Oman Cricket Academy Ground
- Interactive map of Oman Cricket Academy Ground

Ground information
- Location: Muscat, Oman
- Coordinates: 23°29′17″N 58°29′38″E﻿ / ﻿23.48806°N 58.49389°E
- Establishment: 2012; 14 years ago
- Capacity: 4,700
- Owner: Oman Cricket
- Operator: Oman national cricket team
- Tenants: Oman national cricket team

International information
- First ODI: 5 January 2020: Oman v United Arab Emirates
- Last ODI: 8 February 2022: Oman v United Arab Emirates
- First T20I: 20 January 2019: Bahrain v Saudi Arabia
- Last T20I: 16 October 2025: Qatar v Samoa
- First WT20I: 4 February 2020: Oman v Germany
- Last WT20I: 6 February 2026: Oman v Denmark

= Oman Cricket Academy Ground =

Cricket ground

Oman Cricket Academy Ground, also known as the Al Amerat Cricket Stadium, is a cricket ground in Al Amarat, south of Muscat, Oman. The ground is owned by the Oman Cricket Board. In January 2021, the International Cricket Council (ICC) gave accreditation for the Ministry Turf 1 at the stadium to host Test cricket.

==History==
In July 2008, Oman Cricket Board announced plans to construct an international-standard facility at Al Amarat, about 15 kilometres south-east of the centre of the city of Muscat. The cost of the project was initially estimated at 2 million Omani rials (US$5.2 million), with the land donated by the Ministry of Sports Affairs and the rest of the funding to be raised through corporate sponsorship. The venue, known as the Al Amerat Cricket Stadium, was inaugurated in October 2012, by Ashraful Haque, the chief executive of the Asian Cricket Council. It held its first match – a club game – two months later. Floodlights were installed at the venue in 2015, and there are plans for an indoor academy to be built, to complement the existing academy at the Sultan Qaboos Sports Complex. Oman Cricket Board later announced the construction of pavilions and an indoor state-of-the-art training facility that also houses the Oman Cricket Board headquarters.

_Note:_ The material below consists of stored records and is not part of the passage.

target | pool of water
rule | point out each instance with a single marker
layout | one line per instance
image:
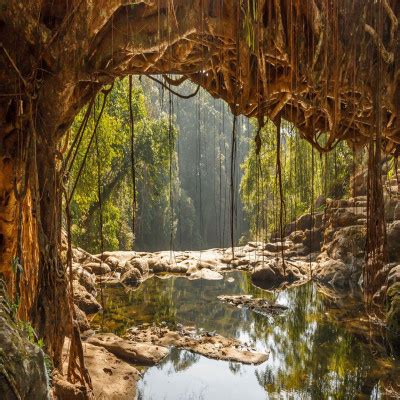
(318, 349)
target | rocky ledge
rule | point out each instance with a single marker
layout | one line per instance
(210, 345)
(260, 306)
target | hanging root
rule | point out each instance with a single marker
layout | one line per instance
(278, 123)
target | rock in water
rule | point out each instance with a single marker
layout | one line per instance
(23, 372)
(136, 353)
(84, 300)
(131, 277)
(206, 274)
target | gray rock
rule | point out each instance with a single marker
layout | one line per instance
(98, 268)
(84, 300)
(137, 353)
(131, 277)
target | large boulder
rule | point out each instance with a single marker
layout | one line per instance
(23, 373)
(81, 319)
(347, 245)
(278, 246)
(304, 222)
(273, 273)
(132, 277)
(135, 353)
(114, 262)
(335, 273)
(85, 278)
(141, 264)
(98, 268)
(84, 300)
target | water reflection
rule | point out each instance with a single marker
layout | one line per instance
(311, 354)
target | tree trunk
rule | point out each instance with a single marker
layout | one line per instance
(50, 314)
(30, 228)
(19, 253)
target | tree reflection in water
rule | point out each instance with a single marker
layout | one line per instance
(318, 348)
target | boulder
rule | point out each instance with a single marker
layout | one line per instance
(342, 217)
(23, 373)
(84, 300)
(277, 246)
(136, 353)
(313, 239)
(271, 274)
(131, 277)
(333, 272)
(86, 279)
(97, 268)
(297, 236)
(303, 222)
(113, 262)
(206, 274)
(347, 244)
(82, 320)
(142, 265)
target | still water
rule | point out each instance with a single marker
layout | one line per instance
(318, 349)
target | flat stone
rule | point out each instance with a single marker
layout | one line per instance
(206, 274)
(98, 268)
(133, 352)
(258, 305)
(207, 344)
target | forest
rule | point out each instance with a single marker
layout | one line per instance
(199, 199)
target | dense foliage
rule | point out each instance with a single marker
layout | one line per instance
(108, 172)
(306, 177)
(182, 151)
(182, 164)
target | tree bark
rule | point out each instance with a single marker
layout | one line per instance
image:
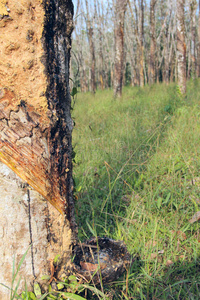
(90, 34)
(120, 8)
(35, 136)
(198, 51)
(152, 66)
(141, 44)
(181, 46)
(193, 8)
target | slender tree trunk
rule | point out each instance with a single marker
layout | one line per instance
(120, 8)
(198, 57)
(92, 51)
(193, 8)
(181, 46)
(141, 45)
(35, 137)
(152, 69)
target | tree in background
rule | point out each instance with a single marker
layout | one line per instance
(149, 36)
(152, 59)
(181, 46)
(90, 34)
(120, 9)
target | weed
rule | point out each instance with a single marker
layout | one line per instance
(137, 178)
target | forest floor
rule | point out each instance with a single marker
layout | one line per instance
(137, 179)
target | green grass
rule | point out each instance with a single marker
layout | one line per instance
(137, 179)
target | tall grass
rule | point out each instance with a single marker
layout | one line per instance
(137, 179)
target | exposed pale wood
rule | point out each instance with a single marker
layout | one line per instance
(35, 137)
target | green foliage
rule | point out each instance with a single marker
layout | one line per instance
(137, 179)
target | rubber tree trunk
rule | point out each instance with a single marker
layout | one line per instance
(152, 65)
(35, 138)
(181, 46)
(120, 8)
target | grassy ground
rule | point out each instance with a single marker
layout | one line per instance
(137, 179)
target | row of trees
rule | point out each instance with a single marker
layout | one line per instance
(135, 42)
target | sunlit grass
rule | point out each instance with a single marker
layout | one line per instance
(137, 179)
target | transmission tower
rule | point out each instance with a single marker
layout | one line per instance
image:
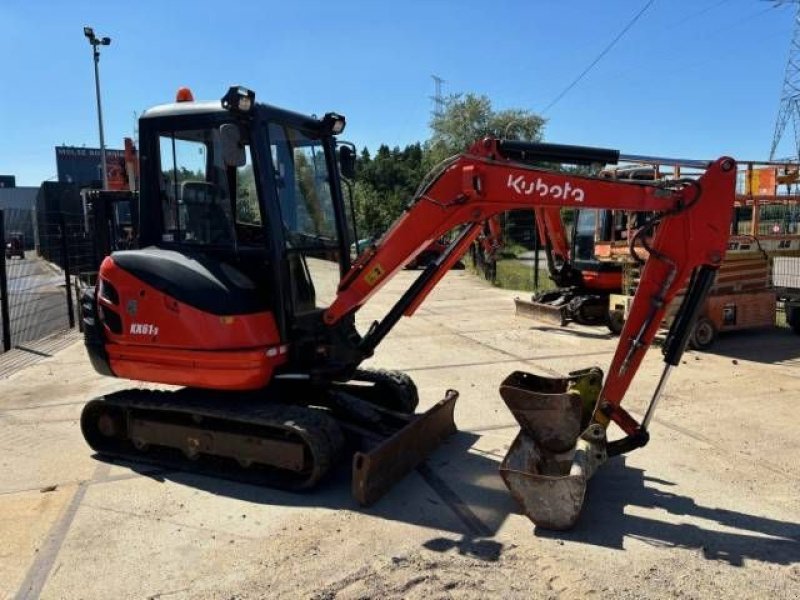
(789, 108)
(438, 99)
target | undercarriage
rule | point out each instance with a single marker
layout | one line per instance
(288, 436)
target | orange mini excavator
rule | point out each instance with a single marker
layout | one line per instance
(242, 292)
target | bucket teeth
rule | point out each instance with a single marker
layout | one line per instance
(550, 461)
(540, 311)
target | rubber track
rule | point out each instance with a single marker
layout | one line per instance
(317, 430)
(404, 396)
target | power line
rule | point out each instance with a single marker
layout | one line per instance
(599, 56)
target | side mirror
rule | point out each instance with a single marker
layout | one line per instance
(233, 154)
(347, 162)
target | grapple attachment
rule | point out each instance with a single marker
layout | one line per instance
(556, 451)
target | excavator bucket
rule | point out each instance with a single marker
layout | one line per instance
(551, 312)
(553, 456)
(390, 459)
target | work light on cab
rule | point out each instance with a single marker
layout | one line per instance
(239, 99)
(184, 95)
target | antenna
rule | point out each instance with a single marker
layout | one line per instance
(789, 108)
(438, 99)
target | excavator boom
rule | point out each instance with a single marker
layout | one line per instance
(549, 478)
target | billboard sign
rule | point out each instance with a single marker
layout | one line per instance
(83, 167)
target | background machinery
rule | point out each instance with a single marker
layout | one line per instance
(242, 292)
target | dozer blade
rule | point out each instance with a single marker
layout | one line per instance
(548, 464)
(542, 311)
(377, 470)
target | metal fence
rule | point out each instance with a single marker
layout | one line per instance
(39, 290)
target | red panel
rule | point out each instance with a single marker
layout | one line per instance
(153, 319)
(243, 370)
(606, 281)
(166, 341)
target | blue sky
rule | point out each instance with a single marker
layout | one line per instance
(694, 79)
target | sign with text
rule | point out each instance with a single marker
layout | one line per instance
(83, 166)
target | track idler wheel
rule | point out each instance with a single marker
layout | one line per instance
(556, 451)
(103, 426)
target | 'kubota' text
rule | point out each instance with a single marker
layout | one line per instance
(520, 185)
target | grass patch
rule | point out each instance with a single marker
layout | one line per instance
(518, 275)
(514, 274)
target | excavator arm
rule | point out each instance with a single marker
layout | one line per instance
(693, 223)
(495, 176)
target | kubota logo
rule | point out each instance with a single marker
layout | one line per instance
(536, 186)
(143, 329)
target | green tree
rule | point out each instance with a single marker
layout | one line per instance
(469, 117)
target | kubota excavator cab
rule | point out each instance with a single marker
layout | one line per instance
(207, 242)
(243, 239)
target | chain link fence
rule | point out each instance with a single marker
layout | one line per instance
(48, 257)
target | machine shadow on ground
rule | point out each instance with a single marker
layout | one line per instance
(445, 493)
(601, 334)
(768, 346)
(604, 521)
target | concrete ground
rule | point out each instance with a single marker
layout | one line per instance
(708, 509)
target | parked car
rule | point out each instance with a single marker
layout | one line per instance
(15, 246)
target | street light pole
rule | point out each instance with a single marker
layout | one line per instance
(96, 43)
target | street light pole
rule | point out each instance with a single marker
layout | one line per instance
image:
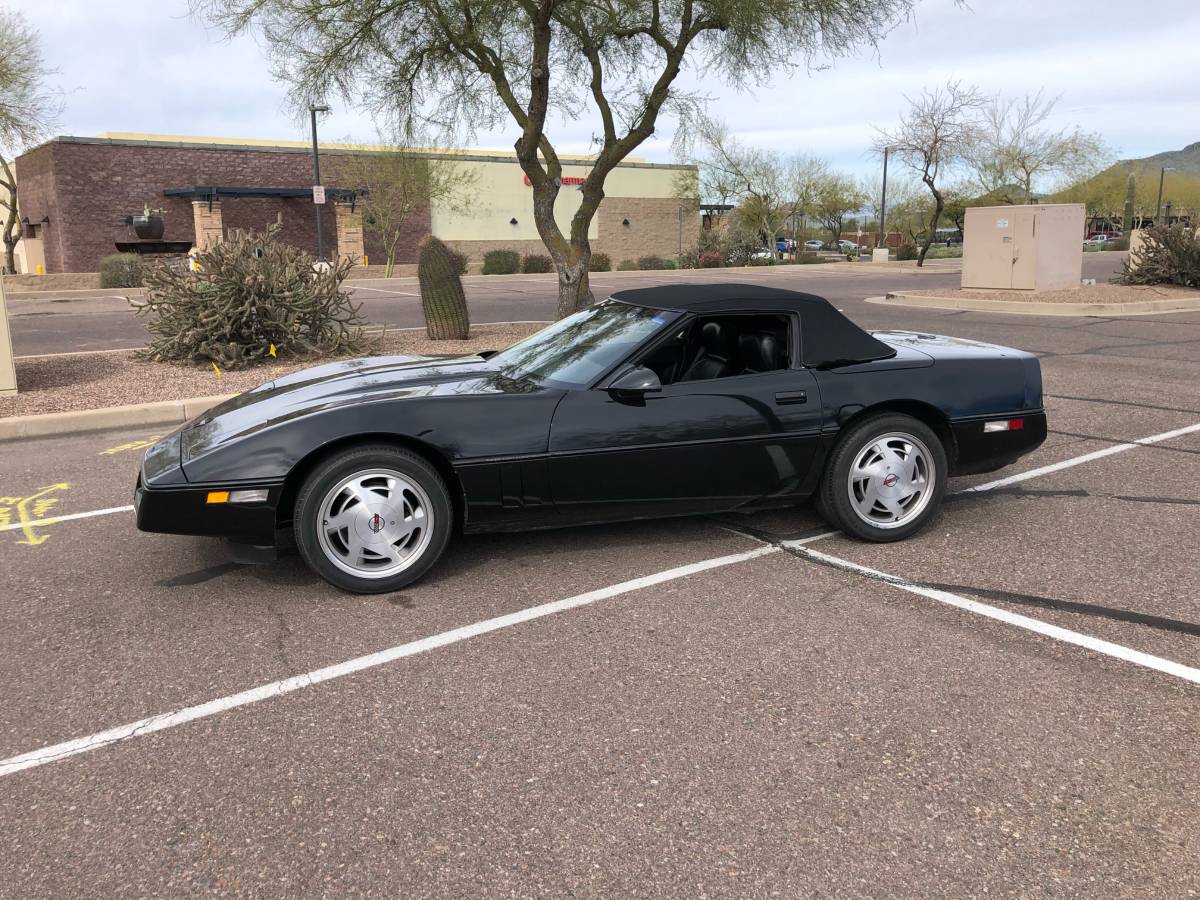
(883, 202)
(1162, 177)
(316, 180)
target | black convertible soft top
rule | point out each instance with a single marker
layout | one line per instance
(827, 336)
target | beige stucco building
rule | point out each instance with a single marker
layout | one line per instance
(81, 190)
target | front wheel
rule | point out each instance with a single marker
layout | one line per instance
(885, 479)
(373, 519)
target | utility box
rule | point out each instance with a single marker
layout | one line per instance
(7, 371)
(1024, 247)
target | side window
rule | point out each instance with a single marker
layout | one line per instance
(724, 346)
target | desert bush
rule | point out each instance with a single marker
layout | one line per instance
(253, 298)
(501, 262)
(1169, 255)
(537, 264)
(442, 298)
(121, 270)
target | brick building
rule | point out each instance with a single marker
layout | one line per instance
(77, 195)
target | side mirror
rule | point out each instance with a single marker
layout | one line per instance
(635, 383)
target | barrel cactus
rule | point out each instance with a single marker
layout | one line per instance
(442, 298)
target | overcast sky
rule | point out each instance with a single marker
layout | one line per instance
(1126, 71)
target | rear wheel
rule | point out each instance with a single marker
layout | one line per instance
(372, 519)
(885, 479)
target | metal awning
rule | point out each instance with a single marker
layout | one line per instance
(214, 192)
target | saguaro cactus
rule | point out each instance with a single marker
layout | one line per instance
(442, 298)
(1131, 193)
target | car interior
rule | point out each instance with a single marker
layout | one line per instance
(723, 346)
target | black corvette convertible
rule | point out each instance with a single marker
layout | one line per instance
(657, 402)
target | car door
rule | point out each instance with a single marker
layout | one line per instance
(695, 447)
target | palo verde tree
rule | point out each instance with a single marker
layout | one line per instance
(528, 63)
(28, 111)
(935, 135)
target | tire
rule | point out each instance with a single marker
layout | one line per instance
(387, 546)
(855, 495)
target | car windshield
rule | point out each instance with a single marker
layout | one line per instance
(580, 348)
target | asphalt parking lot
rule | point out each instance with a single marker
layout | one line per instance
(739, 706)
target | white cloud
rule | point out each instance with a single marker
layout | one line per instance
(145, 65)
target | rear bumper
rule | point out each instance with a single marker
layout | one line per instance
(981, 451)
(186, 510)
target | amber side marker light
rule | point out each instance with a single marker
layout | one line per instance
(1006, 425)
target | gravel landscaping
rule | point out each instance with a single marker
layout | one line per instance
(1091, 294)
(90, 381)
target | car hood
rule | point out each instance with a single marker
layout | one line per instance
(339, 384)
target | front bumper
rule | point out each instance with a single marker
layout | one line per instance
(186, 510)
(978, 451)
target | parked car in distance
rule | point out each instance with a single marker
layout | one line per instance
(667, 401)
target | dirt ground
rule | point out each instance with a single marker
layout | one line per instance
(90, 381)
(1090, 294)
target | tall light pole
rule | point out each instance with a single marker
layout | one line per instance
(883, 202)
(316, 181)
(1162, 177)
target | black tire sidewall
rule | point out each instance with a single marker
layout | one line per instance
(341, 465)
(833, 499)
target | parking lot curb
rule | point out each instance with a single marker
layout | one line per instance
(1137, 307)
(169, 412)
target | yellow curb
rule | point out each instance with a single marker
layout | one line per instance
(1133, 307)
(161, 413)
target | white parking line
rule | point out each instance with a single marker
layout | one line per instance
(52, 520)
(1078, 639)
(287, 685)
(1079, 460)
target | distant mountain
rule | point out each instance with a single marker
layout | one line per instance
(1186, 160)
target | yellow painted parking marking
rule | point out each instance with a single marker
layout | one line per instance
(30, 513)
(130, 445)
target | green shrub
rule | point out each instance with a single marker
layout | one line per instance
(1169, 255)
(255, 298)
(459, 261)
(537, 264)
(442, 297)
(501, 262)
(121, 270)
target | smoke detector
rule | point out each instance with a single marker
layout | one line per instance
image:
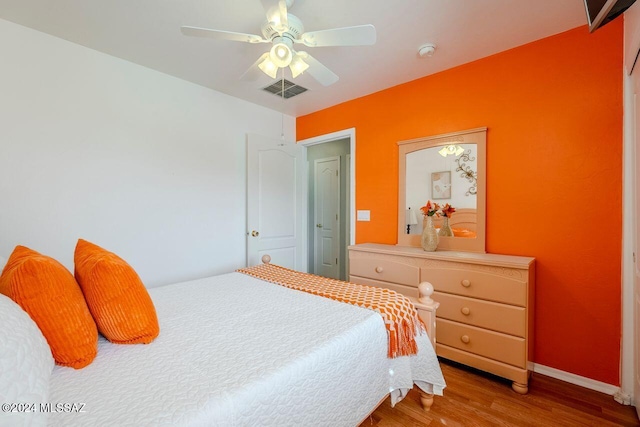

The venue hosted the 2019 ACC Western Region T20, followed by the Oman Quadrangular Series in February 2019. Matches played in both events had Twenty20 International (T20I) status.

On 21 January 2019, in a match between the Maldives and Bahrain, the Maldivian bowler Ibrahim Hassan took the first T20I five-wicket haul on this ground.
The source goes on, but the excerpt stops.